このシフトは、特にコンテンツの作成や情報収集、戦略的意思決定に関わるタスクで顕著だった。こうした場面ではAIが最初の草稿や提案を作成し、人間のユーザーがこれに改良、調整、確認を行なっていた。
AIに過度に依存するリスク
AIを利用した業務におけるこうしたシフトは、リスクと無縁ではない。今回の研究も、「機械化による収斂(しゅうれん)」と呼ばれる現象について警告している。これはAIに依存した結果、多様性や創造性が奪われる現象を指す言葉だ。
十分な精査を行うことなく、AIが生成した提案をそのまま受け入れるユーザーが増えるなかで、独創性や文脈を踏まえた微妙な違いが失われる、との懸念が増している。
AIには得られた情報を一般化する傾向があるため、均質化につながりやすい。その場合、よく似た問題に取り組んでいる個々の人物が、ほぼ同じ解決法にたどり着いてしまう。その場合、人間による洞察であれば得られるはずの複雑性が失われがちだ。

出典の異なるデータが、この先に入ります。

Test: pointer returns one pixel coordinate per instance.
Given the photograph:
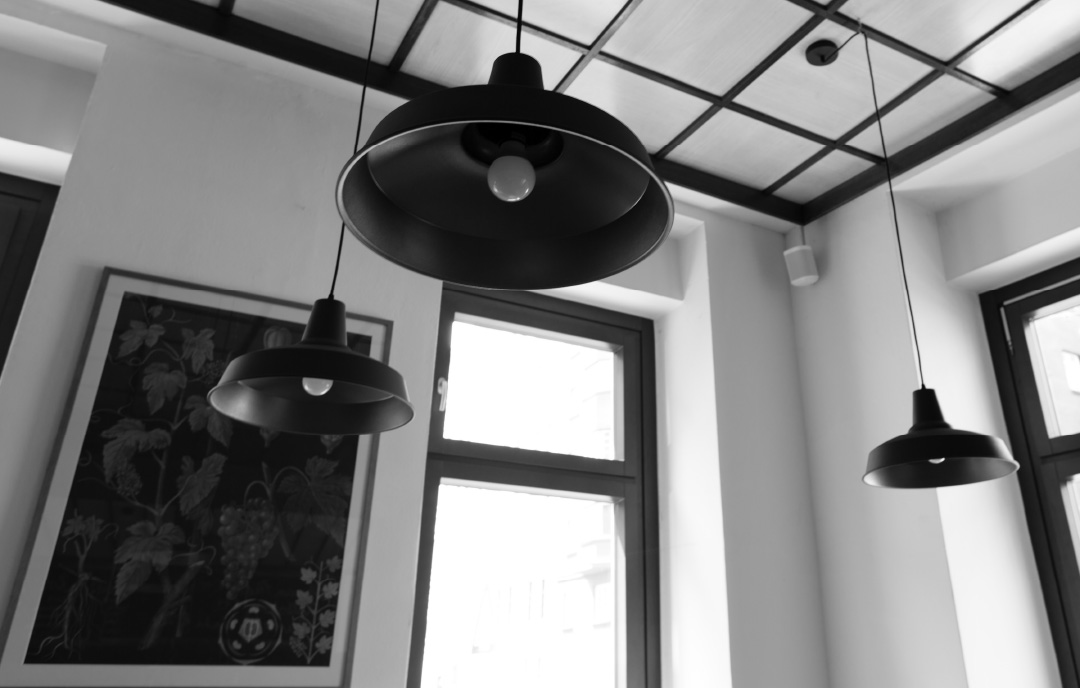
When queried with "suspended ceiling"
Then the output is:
(718, 91)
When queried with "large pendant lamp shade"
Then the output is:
(422, 192)
(315, 387)
(934, 455)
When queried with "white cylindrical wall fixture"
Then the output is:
(801, 269)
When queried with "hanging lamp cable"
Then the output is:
(895, 220)
(521, 13)
(355, 143)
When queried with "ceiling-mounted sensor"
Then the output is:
(823, 52)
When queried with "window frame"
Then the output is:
(1044, 460)
(631, 481)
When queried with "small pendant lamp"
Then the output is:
(319, 386)
(505, 186)
(932, 454)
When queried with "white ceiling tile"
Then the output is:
(343, 25)
(581, 22)
(942, 102)
(707, 43)
(1036, 43)
(744, 150)
(940, 27)
(653, 111)
(831, 99)
(457, 48)
(832, 170)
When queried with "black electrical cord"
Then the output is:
(521, 13)
(895, 220)
(355, 144)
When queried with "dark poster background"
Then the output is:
(187, 538)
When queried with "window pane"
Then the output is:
(518, 390)
(1056, 339)
(524, 592)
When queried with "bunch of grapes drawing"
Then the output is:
(189, 539)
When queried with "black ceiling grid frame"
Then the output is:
(906, 94)
(728, 98)
(598, 44)
(901, 46)
(948, 136)
(223, 23)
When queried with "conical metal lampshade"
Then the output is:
(418, 194)
(266, 388)
(934, 455)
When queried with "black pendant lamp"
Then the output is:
(319, 386)
(505, 186)
(932, 454)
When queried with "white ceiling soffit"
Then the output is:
(1029, 139)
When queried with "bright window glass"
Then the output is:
(524, 592)
(517, 389)
(1057, 368)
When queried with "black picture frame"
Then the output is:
(162, 518)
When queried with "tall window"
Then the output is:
(1034, 327)
(538, 551)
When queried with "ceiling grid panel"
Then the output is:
(414, 32)
(680, 71)
(598, 44)
(900, 46)
(740, 85)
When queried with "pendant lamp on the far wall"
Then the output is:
(931, 454)
(319, 386)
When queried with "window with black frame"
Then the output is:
(538, 552)
(1034, 327)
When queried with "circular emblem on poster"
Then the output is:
(250, 632)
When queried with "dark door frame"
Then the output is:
(19, 246)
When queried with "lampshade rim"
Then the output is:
(655, 183)
(363, 152)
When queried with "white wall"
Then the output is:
(740, 564)
(922, 588)
(196, 169)
(1003, 628)
(43, 100)
(1016, 229)
(888, 599)
(696, 645)
(214, 172)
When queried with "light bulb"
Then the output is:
(316, 386)
(511, 177)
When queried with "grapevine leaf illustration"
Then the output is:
(196, 486)
(199, 348)
(132, 575)
(321, 498)
(137, 335)
(147, 548)
(268, 435)
(332, 442)
(205, 417)
(160, 383)
(127, 437)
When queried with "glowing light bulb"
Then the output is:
(511, 177)
(316, 386)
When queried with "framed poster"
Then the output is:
(172, 545)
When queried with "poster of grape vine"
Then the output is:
(176, 547)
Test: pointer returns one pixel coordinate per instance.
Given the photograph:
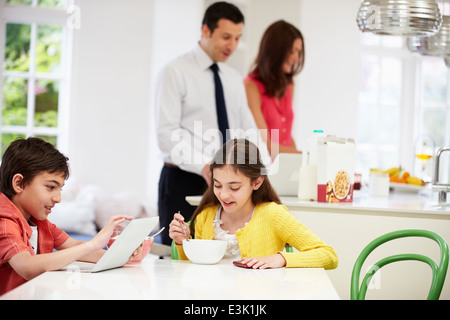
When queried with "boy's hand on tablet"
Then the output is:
(103, 236)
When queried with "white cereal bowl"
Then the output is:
(204, 251)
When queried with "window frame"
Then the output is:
(411, 104)
(34, 16)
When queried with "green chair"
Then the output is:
(439, 272)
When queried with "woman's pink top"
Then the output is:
(278, 113)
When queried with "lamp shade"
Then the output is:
(399, 17)
(436, 45)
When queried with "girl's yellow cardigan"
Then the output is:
(271, 227)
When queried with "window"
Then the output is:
(402, 107)
(34, 76)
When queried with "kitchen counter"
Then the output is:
(398, 204)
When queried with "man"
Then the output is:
(186, 116)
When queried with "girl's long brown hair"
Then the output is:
(275, 45)
(244, 157)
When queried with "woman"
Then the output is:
(270, 84)
(241, 207)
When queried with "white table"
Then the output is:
(183, 280)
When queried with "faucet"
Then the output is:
(441, 187)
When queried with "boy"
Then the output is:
(32, 174)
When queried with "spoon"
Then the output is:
(158, 232)
(182, 226)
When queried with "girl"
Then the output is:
(241, 207)
(270, 84)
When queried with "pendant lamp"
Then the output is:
(399, 17)
(436, 45)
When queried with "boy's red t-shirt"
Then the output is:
(15, 233)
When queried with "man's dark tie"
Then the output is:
(222, 118)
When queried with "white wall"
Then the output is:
(327, 88)
(111, 77)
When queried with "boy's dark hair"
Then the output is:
(221, 10)
(30, 157)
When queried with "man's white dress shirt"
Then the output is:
(186, 117)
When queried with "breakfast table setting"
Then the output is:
(165, 279)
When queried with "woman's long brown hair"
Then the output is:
(244, 157)
(275, 46)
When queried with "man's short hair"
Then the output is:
(221, 10)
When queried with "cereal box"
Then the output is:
(335, 169)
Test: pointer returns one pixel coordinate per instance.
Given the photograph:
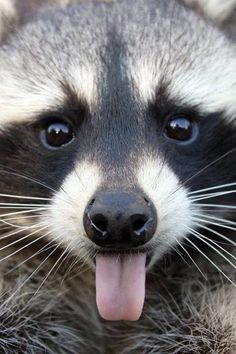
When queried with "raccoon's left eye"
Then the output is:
(181, 129)
(56, 134)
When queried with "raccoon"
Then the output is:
(118, 175)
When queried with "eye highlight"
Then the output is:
(181, 129)
(56, 134)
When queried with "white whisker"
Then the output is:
(216, 233)
(4, 236)
(210, 260)
(204, 240)
(15, 196)
(25, 246)
(214, 223)
(45, 248)
(215, 218)
(7, 205)
(216, 206)
(227, 185)
(35, 271)
(22, 238)
(191, 258)
(211, 195)
(23, 212)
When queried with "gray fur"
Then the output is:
(57, 314)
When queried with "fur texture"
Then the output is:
(47, 302)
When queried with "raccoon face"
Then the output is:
(118, 120)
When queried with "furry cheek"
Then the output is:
(174, 207)
(66, 211)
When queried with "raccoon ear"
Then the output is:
(8, 15)
(217, 10)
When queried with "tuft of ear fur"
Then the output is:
(217, 10)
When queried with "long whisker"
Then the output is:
(211, 195)
(5, 236)
(216, 233)
(191, 258)
(205, 168)
(213, 206)
(28, 178)
(210, 260)
(22, 238)
(45, 248)
(227, 185)
(35, 271)
(214, 218)
(23, 212)
(16, 196)
(51, 270)
(214, 223)
(21, 205)
(204, 239)
(25, 246)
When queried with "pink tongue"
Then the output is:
(120, 286)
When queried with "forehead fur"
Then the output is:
(137, 46)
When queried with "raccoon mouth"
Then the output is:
(120, 285)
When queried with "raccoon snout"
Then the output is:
(120, 220)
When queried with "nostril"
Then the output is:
(138, 222)
(100, 222)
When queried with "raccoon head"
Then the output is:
(117, 122)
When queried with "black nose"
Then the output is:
(120, 220)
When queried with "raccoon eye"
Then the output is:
(57, 134)
(181, 129)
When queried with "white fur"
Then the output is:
(174, 209)
(217, 10)
(7, 10)
(22, 100)
(65, 216)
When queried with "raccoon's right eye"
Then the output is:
(56, 134)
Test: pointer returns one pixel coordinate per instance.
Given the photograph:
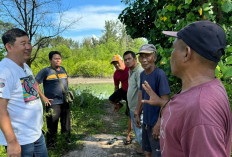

主要な懸念点としては、ほかにも以下のような点が挙げられる。
・独立した問題解決能力の低下:認知能力を多く要求されるタスクの大半をAIが担ってくれるために、働き手がイノベーションに不可欠なより深い分析プロセスに従事する機会が減少する。
・誤情報に騙されるリスクの増加:AIモデルは改良が進んではいるものの、誤りや古い情報、バイアスのかかった回答を生成するリスクをいまだにはらんでいる。これに関しては人間が検証し、誤りを見つけ出して訂正する必要がある。
・思考における多様性の低下:AIの提案に過度に依存すると、標準化が行われる結果、独自の視点や創造的なアプローチの矮小化を招きかねない。